Fakta Pemerintah Belum Sepenuhnya Berpihak kepada UMKM

Fakta Pemerintah Belum Sepenuhnya Berpihak kepada UMKM  – UMKM adalah istilah yang sudah tak asing lagi di telinga masyarakat. Apa itu UMKM? Kepanjangan UMKM atau singkatan UMKM yakni usaha mikro, kecil, dan menengah. Pemerintah sendiri telah menetapkan pengertian UMKM dan kriterianya, beserta contoh UMKM. Arti UMKM tersebut tertuang dalam UU Nomor 20 Tahun 2008 tentang Usaha Mikro, Kecil, dan Menengah. UMKM artinya sebagai bisnis yang dijalankan individu, rumah tangga, atau badan usaha ukuran kecil.

Penggolongan UMKM lazimnya dilakukan dengan batasan omzet per tahun, jumlah kekayaan atau aset, serta jumlah karyawan. Sedangkan usaha yang tak masuk sebagai UMKM dikategorikan sebagai usaha besar, yakni usaha ekonomi produktif yang dilakukan oleh badan usaha dengan jumlah kekayaan bersih atau hasil penjualan tahunan lebih besar dari usaha menengah, yang meliputi usaha nasional milik negara atau swasta, usaha patungan, dan usaha asing yang melakukan kegiatan ekonomi di Indonesia.

Menteri Investasi Bahlil Lahadalia mengakui bahwa Aplikasi Poker77 pemerintah belum berpihak kepada UMKM, khususnya dari perbankan. Hal itu karena kebanyakan dari UMKM yang ada masih berada dalam sektor informal sehingga tidak memenuhi syarat mendapatkan pinjaman dari perbankan.

1. Kredit bagi UMKM masih rendah
Kemenko UKM Berharap Banpres Untuk UMKM Masih Bisa Berlanjut Hingga 2021

Eks Ketua HIPMI ini mencontohkan bahwa pada 2019 akhir penyaluran kredit bagi UMKM hanya 18,3 persen atau Rp1.127 triliun. Padahal pemerintah mempunyai alokasi kredit sebesar Rp6.000 triliun.

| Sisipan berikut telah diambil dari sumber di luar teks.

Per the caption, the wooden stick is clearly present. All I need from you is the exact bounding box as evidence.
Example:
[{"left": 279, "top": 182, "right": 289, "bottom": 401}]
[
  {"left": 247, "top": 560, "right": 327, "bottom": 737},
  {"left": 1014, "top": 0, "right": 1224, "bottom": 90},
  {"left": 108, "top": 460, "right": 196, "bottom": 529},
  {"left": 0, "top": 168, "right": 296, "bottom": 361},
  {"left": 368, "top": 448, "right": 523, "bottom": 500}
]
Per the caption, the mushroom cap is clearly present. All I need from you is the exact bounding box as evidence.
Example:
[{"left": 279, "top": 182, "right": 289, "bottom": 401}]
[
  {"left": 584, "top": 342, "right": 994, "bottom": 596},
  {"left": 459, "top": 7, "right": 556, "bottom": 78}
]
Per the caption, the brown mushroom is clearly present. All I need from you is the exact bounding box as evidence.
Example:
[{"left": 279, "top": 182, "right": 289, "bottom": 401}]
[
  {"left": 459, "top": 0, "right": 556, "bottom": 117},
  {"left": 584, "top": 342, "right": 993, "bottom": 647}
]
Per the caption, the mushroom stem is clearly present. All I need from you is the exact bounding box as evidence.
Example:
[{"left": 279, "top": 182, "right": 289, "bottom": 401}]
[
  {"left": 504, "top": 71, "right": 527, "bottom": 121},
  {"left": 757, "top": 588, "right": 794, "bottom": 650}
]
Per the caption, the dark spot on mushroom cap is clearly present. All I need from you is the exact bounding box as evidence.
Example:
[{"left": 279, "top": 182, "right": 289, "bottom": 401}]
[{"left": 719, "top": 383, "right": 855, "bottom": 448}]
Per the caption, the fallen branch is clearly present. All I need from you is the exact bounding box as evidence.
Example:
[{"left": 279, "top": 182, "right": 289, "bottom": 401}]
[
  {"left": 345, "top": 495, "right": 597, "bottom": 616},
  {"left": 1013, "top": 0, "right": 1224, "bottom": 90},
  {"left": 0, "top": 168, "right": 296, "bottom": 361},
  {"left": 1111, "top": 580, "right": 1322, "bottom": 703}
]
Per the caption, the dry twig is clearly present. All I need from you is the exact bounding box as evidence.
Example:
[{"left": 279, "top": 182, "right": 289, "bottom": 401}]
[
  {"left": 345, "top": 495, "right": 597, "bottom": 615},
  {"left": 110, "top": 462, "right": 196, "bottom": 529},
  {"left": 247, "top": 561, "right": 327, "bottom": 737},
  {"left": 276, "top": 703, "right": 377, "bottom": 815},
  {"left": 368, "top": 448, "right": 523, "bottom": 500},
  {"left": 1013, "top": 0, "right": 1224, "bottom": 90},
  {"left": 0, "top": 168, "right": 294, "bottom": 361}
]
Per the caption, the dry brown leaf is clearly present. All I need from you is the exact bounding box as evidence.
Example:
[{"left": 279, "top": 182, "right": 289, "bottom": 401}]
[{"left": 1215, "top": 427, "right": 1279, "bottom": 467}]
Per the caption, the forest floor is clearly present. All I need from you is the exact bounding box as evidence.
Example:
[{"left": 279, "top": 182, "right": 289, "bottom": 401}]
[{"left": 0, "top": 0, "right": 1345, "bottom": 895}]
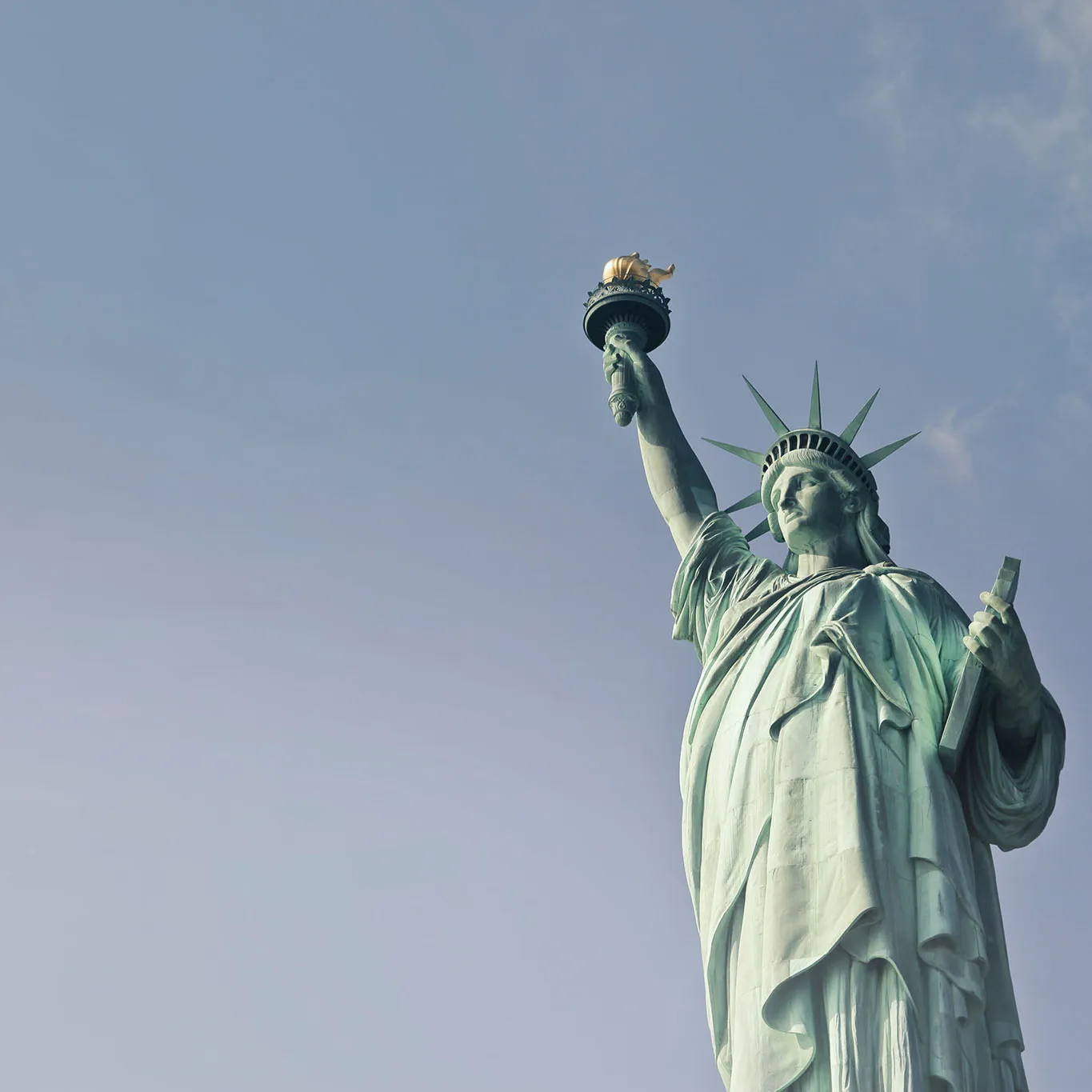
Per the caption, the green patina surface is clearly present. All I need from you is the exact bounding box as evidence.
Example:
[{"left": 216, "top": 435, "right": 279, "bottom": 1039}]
[{"left": 604, "top": 326, "right": 1065, "bottom": 1092}]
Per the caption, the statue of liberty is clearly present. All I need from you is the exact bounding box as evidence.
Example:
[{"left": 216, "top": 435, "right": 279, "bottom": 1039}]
[{"left": 599, "top": 299, "right": 1065, "bottom": 1092}]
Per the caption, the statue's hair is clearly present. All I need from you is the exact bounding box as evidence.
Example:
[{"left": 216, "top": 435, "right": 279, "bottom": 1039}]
[{"left": 766, "top": 450, "right": 891, "bottom": 574}]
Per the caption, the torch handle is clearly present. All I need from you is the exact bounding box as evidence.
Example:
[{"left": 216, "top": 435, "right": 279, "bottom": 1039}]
[
  {"left": 608, "top": 362, "right": 637, "bottom": 427},
  {"left": 607, "top": 320, "right": 646, "bottom": 428}
]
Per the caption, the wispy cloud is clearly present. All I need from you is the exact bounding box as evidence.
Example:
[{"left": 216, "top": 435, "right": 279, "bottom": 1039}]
[
  {"left": 970, "top": 0, "right": 1092, "bottom": 228},
  {"left": 922, "top": 404, "right": 997, "bottom": 486}
]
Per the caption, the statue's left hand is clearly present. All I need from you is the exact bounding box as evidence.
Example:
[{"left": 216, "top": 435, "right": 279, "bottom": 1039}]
[{"left": 963, "top": 592, "right": 1042, "bottom": 723}]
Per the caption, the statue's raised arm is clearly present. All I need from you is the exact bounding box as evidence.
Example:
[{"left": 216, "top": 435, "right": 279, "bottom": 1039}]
[{"left": 602, "top": 330, "right": 716, "bottom": 554}]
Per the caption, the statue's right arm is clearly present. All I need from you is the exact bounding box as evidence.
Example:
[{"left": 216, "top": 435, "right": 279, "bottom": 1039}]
[{"left": 602, "top": 334, "right": 718, "bottom": 554}]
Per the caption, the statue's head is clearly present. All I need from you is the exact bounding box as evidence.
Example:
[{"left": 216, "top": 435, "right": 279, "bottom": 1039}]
[
  {"left": 709, "top": 367, "right": 918, "bottom": 570},
  {"left": 763, "top": 450, "right": 891, "bottom": 570}
]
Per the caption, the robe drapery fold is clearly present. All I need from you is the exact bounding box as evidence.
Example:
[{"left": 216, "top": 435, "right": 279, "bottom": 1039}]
[{"left": 671, "top": 512, "right": 1064, "bottom": 1092}]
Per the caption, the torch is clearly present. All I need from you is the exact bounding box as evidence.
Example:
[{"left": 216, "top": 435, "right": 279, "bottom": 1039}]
[{"left": 584, "top": 250, "right": 675, "bottom": 425}]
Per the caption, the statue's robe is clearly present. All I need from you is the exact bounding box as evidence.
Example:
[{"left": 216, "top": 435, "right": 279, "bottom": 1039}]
[{"left": 671, "top": 512, "right": 1065, "bottom": 1092}]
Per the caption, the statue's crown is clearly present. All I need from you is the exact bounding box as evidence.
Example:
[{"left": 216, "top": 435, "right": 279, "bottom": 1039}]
[{"left": 702, "top": 364, "right": 918, "bottom": 542}]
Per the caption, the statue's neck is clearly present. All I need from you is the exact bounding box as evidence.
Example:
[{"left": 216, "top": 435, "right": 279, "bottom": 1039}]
[{"left": 796, "top": 526, "right": 868, "bottom": 577}]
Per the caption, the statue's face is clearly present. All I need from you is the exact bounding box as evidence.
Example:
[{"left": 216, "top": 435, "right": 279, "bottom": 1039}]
[{"left": 770, "top": 466, "right": 853, "bottom": 554}]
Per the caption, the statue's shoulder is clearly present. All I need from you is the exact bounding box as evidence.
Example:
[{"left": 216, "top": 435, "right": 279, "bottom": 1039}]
[{"left": 864, "top": 565, "right": 966, "bottom": 618}]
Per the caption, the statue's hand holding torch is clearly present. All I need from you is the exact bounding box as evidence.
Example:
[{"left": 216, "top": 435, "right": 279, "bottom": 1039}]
[
  {"left": 584, "top": 250, "right": 675, "bottom": 425},
  {"left": 602, "top": 326, "right": 652, "bottom": 425}
]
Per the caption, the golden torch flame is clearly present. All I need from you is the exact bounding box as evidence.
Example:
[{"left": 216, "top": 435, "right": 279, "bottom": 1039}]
[{"left": 602, "top": 250, "right": 675, "bottom": 287}]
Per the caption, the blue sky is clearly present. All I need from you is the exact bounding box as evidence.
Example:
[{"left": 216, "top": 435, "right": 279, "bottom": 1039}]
[{"left": 0, "top": 0, "right": 1092, "bottom": 1092}]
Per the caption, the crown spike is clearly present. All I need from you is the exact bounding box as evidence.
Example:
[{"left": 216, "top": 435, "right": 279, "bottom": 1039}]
[
  {"left": 842, "top": 388, "right": 879, "bottom": 443},
  {"left": 808, "top": 360, "right": 822, "bottom": 428},
  {"left": 861, "top": 433, "right": 921, "bottom": 470},
  {"left": 724, "top": 490, "right": 762, "bottom": 515},
  {"left": 744, "top": 376, "right": 789, "bottom": 437},
  {"left": 702, "top": 436, "right": 766, "bottom": 466},
  {"left": 744, "top": 520, "right": 770, "bottom": 542}
]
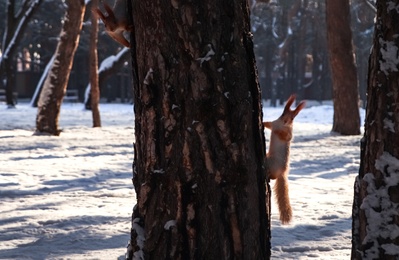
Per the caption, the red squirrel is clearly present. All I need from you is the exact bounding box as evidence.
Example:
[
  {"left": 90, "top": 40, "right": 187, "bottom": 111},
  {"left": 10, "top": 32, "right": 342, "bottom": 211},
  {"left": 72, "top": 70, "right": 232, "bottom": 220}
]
[
  {"left": 93, "top": 0, "right": 133, "bottom": 48},
  {"left": 263, "top": 95, "right": 306, "bottom": 224}
]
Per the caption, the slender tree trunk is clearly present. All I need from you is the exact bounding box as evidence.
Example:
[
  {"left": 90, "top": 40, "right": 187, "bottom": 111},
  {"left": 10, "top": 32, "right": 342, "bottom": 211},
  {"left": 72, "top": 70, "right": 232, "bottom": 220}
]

“Total kredit yang ada di negara kita Rp6.000 triliun, Rp300 triliun kredit untuk investasi di luar negeri, dalam negeri Rp5.700 triliun,” papar Bahlil.

2. Undang-Undang Cipta Kerja beri UMKM karpet merah
Dampak UU Ciptaker bagi UMKM - Media Kritis Anak Bangsa

Masalah rendahnya penyaluran kredit itu terjadi karena kebanyakan UMKM masih berstatus informal. Untuk itu, kata Bahlil, pemerintah membuat Undang-Undang Cipta Kerja atau omnibus law sebagai karpet merah bagi UMKM.

“Dengan UU Ciptaker, UMKM diberikan karpet merah secara total. Misal NIB 3 jam udah dapat, seritikat halal gratis, prosedural dipangkas,” katanya.

3. UMKM bisa berkembang jika penyaluran kredit bertambah
Daftar BLT / Banpres UMKM Online siapbersamakumkmkemenkopukm.go.id,  Dapatkan BLT UMKM Rp 2,4 Juta - Tribun Timur

Bahlil memaparkan, ada 54.613.000 UMKM di Indonesia. Menurutnya sehebat apapun desainer dan kreativitas UMKM tapi jika tidak ditopang afirmatif anggaran yang cukup untuk pembiayaan, maka tidak akan maksimal dan tidak bisa bersaing di luar negeri.

“Kita punya target 18,2 persen kredit lending untuk UMKM. Kalau naik jadi 30-35 persen, artinya kekuatan mereka akan kuat,” ujarnya.

Usaha kecil adalah usaha ekonomi produktif yang berdiri sendiri, dilakukan oleh orang perorangan atau badan usaha yang bukan merupakan anak perusahaan atau bukan cabang perusahaan yang dimiliki, dikuasai, atau menjadi bagian baik langsung maupun tidak langsung dari usaha menengah atau usaha besar yang memenuhi kriteria usaha kecil yang dimaksud dalam UU tersebut. Arti UMKM kategori usaha kecil yakni memiliki kekayaan bersih antara Rp 50 juta sampai dengan Rp 500 juta, lalu penjualan per tahun antara Rp 300 juta sampai Rp 2,5 miliar.